7. Incorporate weather-readiness into other more immediate issues, such as the economy, education, and public health. Amen. It’s easy in the weather-warning world as in the climate-change world to see our issue as central to human affairs. But the fact is, most days, people are far more concerned about jobs, their kids’ schooling, and their access to needed health care than a rare and distant weather hazard or a decade-on-decade drift in the climate. It’s essential for readiness to build the latter into the former, instead of treating them as separate, competing concerns.
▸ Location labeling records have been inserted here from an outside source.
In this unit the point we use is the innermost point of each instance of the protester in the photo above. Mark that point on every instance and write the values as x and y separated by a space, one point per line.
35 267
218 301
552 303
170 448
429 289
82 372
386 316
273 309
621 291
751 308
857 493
8. Take a regional and local approach to weather-readiness. When it comes to weather hazards, one size doesn’t fit all. The blend of hazard, economy, demographics, and politics varies dramatically from town to town and city to city. As a result, “weather-ready” means something quite different from place to place.
9. Direct resources into identifying vulnerability and promoting resilience, especially where the impacts will be largest. Weather-readiness begins when the hazardous event is years out. By the time the hazard is imminent, the community fate has largely been determined – for better or worse. Few options remain.
10. Use a pluralistic approach to decision-making. This one didn’t need any changes, did it?
The recasting turned out to be slight, almost trivial. You might think this is more than a bit glib. True enough. But before being too quick to judge (and dismissive), think a little bit more about each of these points. Ask yourself whether they don’t add up to good sense.
Two larger ideas should emerge from this thought exercise: (1) One reason that the Rayner-Malone suggestions for policymakers with regard to climate change resonate so well today is that they’re more in the nature of fundamental precepts than targeted social fixes, or bandaids. (2) It’s precisely their universal nature that make them such a useful starting point. The workshop summaries from Norman do and will contain a lot of important specifics. But we shouldn’t lose sight of general principles such as these along the way.
As indicated at the beginning of the post…this is just a quick and dirty strawman, done by just one person in a bit of a hurry. You can do better! And as you come up with ideas, please share with the rest of us.